The President’s memorandum temporarily delays the release of all those JFK Records for which agencies continue to request postponement from public disclosure until December 15, 2022. President Biden wrote that these records will be subject to “an intensive review of each remaining redaction to ensure that the United States Government maximizes transparency, disclosing all information in records concerning the assassination, except when the strongest possible reasons counsel otherwise.”
Significantly, the memorandum establishes a detailed process for adjudicating agency requests for delaying public disclosure to ensure each one meets the standards of the JFK Act. Such a process has not existed since the Assassination Records Review Board ceased its operations in 1998. Specifically, the memorandum requires NARA to review each redaction by September 1, 2022, evaluating whether each proposed delay in disclosure continues to meet the JFK Act standards for delaying public release. It also requires NARA to consult with officials from four agencies (Department of Defense (DoD), Office of the Director of National Intelligence (ODNI), Department of Justice (DoJ), and Department of State) and then decide whether to agree or oppose each request. Importantly, this process does not include the Central Intelligence Agency (CIA) or the Federal Bureau of Investigation (FBI), the two agencies with the greatest number of requests for delay.
As the JFK Act requires the eventual public disclosure of all JFK Records, the repeated disclosure postponements over many years have focused public interest on how President Biden would advance the process. As recently as October 7, 2021, seven members of the United States House of Representatives led by Rep. Anna Eshoo (CA) submitted a letter to President Biden asking that he “release all remaining classified documents related to the assassination of President John F. Kennedy pursuant to the President John F. Kennedy Assassination Records Collection Act of 1992 (P.L. 102-526) (“the JFK Act”).” In addition to Rep.
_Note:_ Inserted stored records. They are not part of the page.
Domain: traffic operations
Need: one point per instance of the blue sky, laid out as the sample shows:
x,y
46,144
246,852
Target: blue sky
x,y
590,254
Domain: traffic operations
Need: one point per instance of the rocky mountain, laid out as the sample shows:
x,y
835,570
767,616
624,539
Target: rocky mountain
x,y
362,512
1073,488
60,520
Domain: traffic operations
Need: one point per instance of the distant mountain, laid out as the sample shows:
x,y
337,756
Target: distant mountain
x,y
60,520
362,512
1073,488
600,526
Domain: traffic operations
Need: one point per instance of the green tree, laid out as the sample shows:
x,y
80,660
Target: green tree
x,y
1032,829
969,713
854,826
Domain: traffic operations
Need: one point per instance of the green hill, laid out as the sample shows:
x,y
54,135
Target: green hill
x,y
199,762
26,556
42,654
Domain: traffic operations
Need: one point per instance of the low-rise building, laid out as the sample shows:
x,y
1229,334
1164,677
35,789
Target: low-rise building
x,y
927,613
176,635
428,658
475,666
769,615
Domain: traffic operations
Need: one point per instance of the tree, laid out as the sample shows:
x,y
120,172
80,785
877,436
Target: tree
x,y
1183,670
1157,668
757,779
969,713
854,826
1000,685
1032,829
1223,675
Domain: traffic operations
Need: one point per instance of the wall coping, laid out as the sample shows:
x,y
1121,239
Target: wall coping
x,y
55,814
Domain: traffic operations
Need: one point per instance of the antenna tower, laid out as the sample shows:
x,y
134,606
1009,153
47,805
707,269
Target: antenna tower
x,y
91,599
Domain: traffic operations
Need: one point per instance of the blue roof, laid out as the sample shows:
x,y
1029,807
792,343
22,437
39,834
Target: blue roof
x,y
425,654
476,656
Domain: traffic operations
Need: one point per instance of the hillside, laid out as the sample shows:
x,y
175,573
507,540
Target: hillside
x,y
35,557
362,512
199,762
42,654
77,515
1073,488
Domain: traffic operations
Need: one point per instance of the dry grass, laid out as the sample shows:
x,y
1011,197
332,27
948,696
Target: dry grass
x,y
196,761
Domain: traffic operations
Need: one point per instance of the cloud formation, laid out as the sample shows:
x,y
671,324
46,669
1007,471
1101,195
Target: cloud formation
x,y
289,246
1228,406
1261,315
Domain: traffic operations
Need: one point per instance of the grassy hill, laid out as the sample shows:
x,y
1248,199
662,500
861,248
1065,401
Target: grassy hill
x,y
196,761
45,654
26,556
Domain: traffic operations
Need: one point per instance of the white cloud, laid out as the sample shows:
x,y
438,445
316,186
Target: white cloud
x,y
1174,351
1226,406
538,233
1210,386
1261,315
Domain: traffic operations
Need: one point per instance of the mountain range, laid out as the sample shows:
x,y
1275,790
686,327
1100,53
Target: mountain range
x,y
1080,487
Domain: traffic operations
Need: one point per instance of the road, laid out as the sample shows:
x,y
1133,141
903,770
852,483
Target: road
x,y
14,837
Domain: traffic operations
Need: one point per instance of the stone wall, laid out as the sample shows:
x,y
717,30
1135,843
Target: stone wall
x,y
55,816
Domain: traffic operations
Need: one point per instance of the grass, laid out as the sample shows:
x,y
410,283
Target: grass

Eshoo, the letter is signed by House members Steve Cohen (TN), Jim McGovern (MA), Jamie Raskin (MD), Sara Jacobs (CA), Joe Neguse (CO), and Raúl Grijalva (AZ).
The Congressional letter quotes the Public Interest Declassification Board’s (PIDB) September 28, 2021, letter to the President supporting “the maximum public release of the remaining classified records subject to the JFK Act.” A PIDB blog post discussing that September 28, 2021, letter on Transforming Classification advocated “the declassification of as much information as possible,” and stated that the PIDB will monitor the proper application of JFK Act release postponement criteria.
The PIDB, an independent and statutory board established by Congress, believes President Biden’s memorandum will lead to improved public access to currently withheld JFK Records. Under the new process, by September 1, 2022, NARA will consult with DoD, ODNI, DoJ, and the Department of State regarding all further postponement proposals—and then decide if it agrees with each proposal. Depending on NARA’s decisions, the four agencies may either withdraw the proposed redaction, or appeal any of NARA’s decisions to the President through the Counsel to the President. By giving NARA a central role in expediting review, this process should lead to significant declassification decisions in 2022.
The president’s memorandum advances a promising framework for effectively implementing the standards of the JFK Act in the year ahead. Indeed, as a recent Politico article quoted PIDB Chair Ezra Cohen, President Biden’s decision represents: “a step in the right direction,” but “we will know more regarding agency and [National] Archives implementation come December. Nevertheless, the President has identified a path towards maximum transparency related to the JFK assassination. In the short term, the Archivist [of the United States] will need to work hard to keep agencies on track with the President’s guidance.” As NARA and the agencies begin to implement the processes detailed in the President’s memorandum, the PIDB will continue its advocacy for maximum transparency and limiting any delays in public access.